Я всегда возвращался к ней, даже после того, как она забеременела от своего мужа, даже после того, как я женился на Мариэтте, и даже после того, как она вышла замуж за Элиота Клейтона. Вероятно, я мог бы жениться на ней сам, но мы никогда не были свободны одновременно, уж слишком неприятное это дело — развод, а у меня к тому времени было уже столько неприятностей, что их вполне хватило бы на целую жизнь. Кроме того, тогда я уже понял, что брак по любви не может не привести к фатальному исходу. Я знал все о пламени страсти и о том, как задыхаешься от дыма на ее пепелище. «Страсть — это для связей, — убежденно говорил я Элизабет, — а брак должен быть деловым соглашением». — «Я думаю точно так же», — отозвалась Элизабет, и я действительно считал, что если бы я когда-нибудь предложил ей выйти за меня замуж, она отвернулась бы от меня. Как тот заядлый охотник, так и ее второй муж, адвокат с Уолл-стрит, каждый по-своему были безнадежными тупицами, и я думаю, что в своей повседневной жизни Элизабет нуждалась в той надежности и стабильности, которых от меня ожидать никогда не приходилось. Я представлял для нее опасность, интеллектуальный стимул и физическую отдушину.

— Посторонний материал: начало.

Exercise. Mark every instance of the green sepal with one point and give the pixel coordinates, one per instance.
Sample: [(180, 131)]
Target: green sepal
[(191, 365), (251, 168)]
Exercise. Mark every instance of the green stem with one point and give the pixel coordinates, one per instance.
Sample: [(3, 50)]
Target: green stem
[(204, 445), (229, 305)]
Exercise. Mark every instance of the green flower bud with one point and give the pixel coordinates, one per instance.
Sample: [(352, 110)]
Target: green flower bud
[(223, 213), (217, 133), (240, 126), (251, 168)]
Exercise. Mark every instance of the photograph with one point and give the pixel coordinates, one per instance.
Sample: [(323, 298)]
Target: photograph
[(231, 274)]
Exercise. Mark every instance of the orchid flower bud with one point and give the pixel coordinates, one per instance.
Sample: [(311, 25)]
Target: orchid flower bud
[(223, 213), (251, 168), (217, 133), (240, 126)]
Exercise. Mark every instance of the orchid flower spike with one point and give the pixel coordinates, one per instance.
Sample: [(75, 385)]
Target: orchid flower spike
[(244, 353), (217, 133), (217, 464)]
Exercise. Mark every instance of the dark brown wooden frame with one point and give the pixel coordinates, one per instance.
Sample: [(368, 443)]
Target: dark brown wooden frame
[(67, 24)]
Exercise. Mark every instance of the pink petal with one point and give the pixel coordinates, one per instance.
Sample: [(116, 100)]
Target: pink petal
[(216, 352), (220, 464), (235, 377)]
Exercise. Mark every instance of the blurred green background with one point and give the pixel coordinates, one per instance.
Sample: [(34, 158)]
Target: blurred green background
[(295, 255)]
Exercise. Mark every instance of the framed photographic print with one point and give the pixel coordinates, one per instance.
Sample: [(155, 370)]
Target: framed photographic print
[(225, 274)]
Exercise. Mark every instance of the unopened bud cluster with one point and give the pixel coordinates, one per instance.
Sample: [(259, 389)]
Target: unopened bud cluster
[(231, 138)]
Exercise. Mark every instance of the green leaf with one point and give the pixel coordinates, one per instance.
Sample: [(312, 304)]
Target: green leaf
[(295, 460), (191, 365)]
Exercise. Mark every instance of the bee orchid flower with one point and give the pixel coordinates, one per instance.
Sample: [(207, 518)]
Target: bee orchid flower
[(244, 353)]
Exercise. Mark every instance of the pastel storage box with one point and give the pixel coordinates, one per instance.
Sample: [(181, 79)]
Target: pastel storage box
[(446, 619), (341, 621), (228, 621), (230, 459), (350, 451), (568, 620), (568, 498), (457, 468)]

Целых три года после смерти Долли я не поддерживал связей с моей семьей. Через несколько месяцев после похорон мать пригласила меня на Рождество в Бостон, но отравила свою попытку примирения язвительным замечанием об отсутствии у меня интереса к Викки. Я не был безразличен к дочери, но был слишком поглощен своей работой и переживаниями, чтобы думать о ней достаточно много. Я знал, что она была окружена любовью и заботой, и для беспокойства о ней у меня не было причин. Мне, тогда двадцатитрехлетнему, казалось, что пока этого вполне достаточно. Естественно, я решил, что буду уделять ей больше внимания позднее, когда лучше организую свою жизнь, и меня горько задевали обвинения матери в уклонении от отцовской ответственности. Я послал Викки в Бостон большую восковую куклу, но сам провел Рождество в Нью-Йорке. Мать страшно разозлилась. У моей сестры Шарлотты ушло много времени на то, чтобы смягчить последствия желчного письма, но в конце концов, за два дня до наступления третьего Рождества после смерти Долли, ей удалось убедить меня переступить порог материнского дома в Массачусетсе.